The promulgation of the Law-making Law is a step forward to greater maturity and sophistication for China's legislative system. It shows Chinese legislators' commitment to solve the problems that have long been troubling its legislative system, and its legal system as a whole. Improvements have been made in the area of the division of legislative powers. For the first time in PRC legislative history, legislative powers are divided between the center and the localities, in that local authorities may share some powers with the center under certain conditions. The necessity of establishing a judicial review system such as a Constitution Committee was emphasized and openly discussed. Although falling a step short of achieving that goal, some measures have been taken to improve the supervisory system within the current system. Legislative procedures have been carefully designed to ensure efficiency and transparency.

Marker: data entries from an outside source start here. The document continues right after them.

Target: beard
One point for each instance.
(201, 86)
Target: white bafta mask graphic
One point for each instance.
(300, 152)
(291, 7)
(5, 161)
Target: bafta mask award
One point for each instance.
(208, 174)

However, it would be naive and unrealistic to expect that the new law will achieve all the objectives that many people anticipated. Without constitutional reform in China and without having the status of a Constitutional document, the Law-making Law will not change any Constitutional structure, although some issues it tries to tackle are within the constitutional context. Therefore, it is understandable that the allocation of legislative powers between central and local governments has not been completely settled, e.g. the scope of the center's exclusive powers is uncertain and the legislative power of the localities, though liberally granted, are not specified and guaranteed. Among all the problems discussed in this article, the most unfortunate result of the Law-making Law is that the drafters abandoned their earlier intention to establish an independent and impartial legislative supervision and review organ like the Constitution Committee. Without such an organ, the problem of conflict of laws remains unsolved no matter how well the power is divided and how perfectly the procedure is designed. Finally, judicial interpretation of law is also essential for the healthy development of China's legislative system. It is unfortunate that the law does not specifically grant the power of interpretation to the SPC, as some earlier drafts did. Even if the SPC can still interpret in practice, the system of parallel interpretation by both the NPCSC and the SPC is still problematic. On the one hand, the NPCSC rarely exercised its supreme power of interpretation due to a lack of a concrete interpretation procedure and expertise. On the other hand, the SPC has assumed an active role in law interpretation, but without a legitimate basis provided by the Law-making Law. In addition the SPC is limited to the issues regarding the application of the law, but there is not always a clear line between the issues of the law and the issues of the application of the law. Therefore in practice, the SPC has already interpreted or invalidated some laws. Hence, the conditions for establishing a judicial review system in China do exist and the drafters of the Law-making Law should have taken this factor into account, assuming they have the power to decide.

Thus, it is not too ironic to say, given the wide range of the unsolved problems, that this high profile legislation that has aroused much hope for fundamental change and improvement, may nevertheless achieve only relatively minor success, in consolidating existing lawmaking rules and in institutionalizing the legislative system. However, as Murray Scot Tanner put it, a "greater professionalism and specialization in the staffing of the NPC may provide the basis for a more independent legislature later in the decade." It is hoped that the limited role that the Law-making Law is playing at present will serve as the basis for greater legislative reform in the future.

(The author is a Research Fellow at the Faculty of Law, the University of Hong Kong.)